Regardless of the several variant interpretations and conceptualizations of routines taking place, some generic attributes have been attached to the role which routines possess. Routines have been described to act as central repositories of organisational knowledge and to provide the building blocks of organisational capabilities and change

- Cyert and March used a metaphor of routines as performance programs,
- Nelson and Winter portray routines as habits or skills of an organization
- Routines allow certain type of performance to be repeated, however as they adapt to the changes provided by their environment, routines rather paradoxically are seen to provide both stability and change inside organizations
- Another analogy often quoted to describe routines as facilitating firm actions is "routines as genes"

- At the organisational level of analysis, Nelson and Winter introduced a wide variety of metaphors for routines: routines as genes, routines as memory, routines as truce, routines as targets for control, replication, and imitation 3. Each of these metaphors portrays a routine as a kind of thing.

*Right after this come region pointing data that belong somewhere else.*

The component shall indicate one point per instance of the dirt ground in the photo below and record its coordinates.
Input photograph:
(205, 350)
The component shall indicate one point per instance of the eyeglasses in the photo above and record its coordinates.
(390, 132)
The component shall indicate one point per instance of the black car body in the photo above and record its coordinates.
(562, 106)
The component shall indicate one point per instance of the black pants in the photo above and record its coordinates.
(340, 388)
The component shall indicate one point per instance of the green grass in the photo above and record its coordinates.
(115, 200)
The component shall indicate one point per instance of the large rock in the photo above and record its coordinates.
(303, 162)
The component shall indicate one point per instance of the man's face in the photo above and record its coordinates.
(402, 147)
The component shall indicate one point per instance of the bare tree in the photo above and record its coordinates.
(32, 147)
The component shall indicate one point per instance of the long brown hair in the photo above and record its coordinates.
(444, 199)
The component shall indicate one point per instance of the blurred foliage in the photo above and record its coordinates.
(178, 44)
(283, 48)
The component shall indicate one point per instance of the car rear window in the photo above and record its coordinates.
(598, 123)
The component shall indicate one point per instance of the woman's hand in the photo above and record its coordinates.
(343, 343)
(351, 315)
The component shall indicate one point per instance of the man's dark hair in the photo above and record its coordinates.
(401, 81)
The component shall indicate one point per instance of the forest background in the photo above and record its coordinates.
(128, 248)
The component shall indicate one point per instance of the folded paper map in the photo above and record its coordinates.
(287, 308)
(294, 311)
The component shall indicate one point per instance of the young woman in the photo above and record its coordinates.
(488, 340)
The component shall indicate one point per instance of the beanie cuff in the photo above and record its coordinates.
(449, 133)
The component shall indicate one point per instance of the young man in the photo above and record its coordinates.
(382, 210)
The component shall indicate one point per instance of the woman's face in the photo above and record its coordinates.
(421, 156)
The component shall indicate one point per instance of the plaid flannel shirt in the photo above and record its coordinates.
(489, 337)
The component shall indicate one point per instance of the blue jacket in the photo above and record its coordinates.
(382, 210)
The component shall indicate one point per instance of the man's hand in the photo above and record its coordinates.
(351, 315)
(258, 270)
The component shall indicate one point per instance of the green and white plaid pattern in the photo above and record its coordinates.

- Another view of routines is as a set of possibilities that can be described as grammars. The grammatical approach attempts to look at the inside of routines. Selecting and performing a routine is an effortful accomplishment. It is not a single pattern but, rather, a set of possible patterns from which organisational members enact particular performances that are functionally similar but not necessarily the same. Routines can be described by a grammar that explains the regular patterns in a variety of behaviors. In the same way as English grammar allows speakers to produce a variety of sentences; an organisational routine allows members to produce a variety of performances. Thus a routinized activity is not mindless or automatic, but rather an effortful accomplishment within certain boundaries.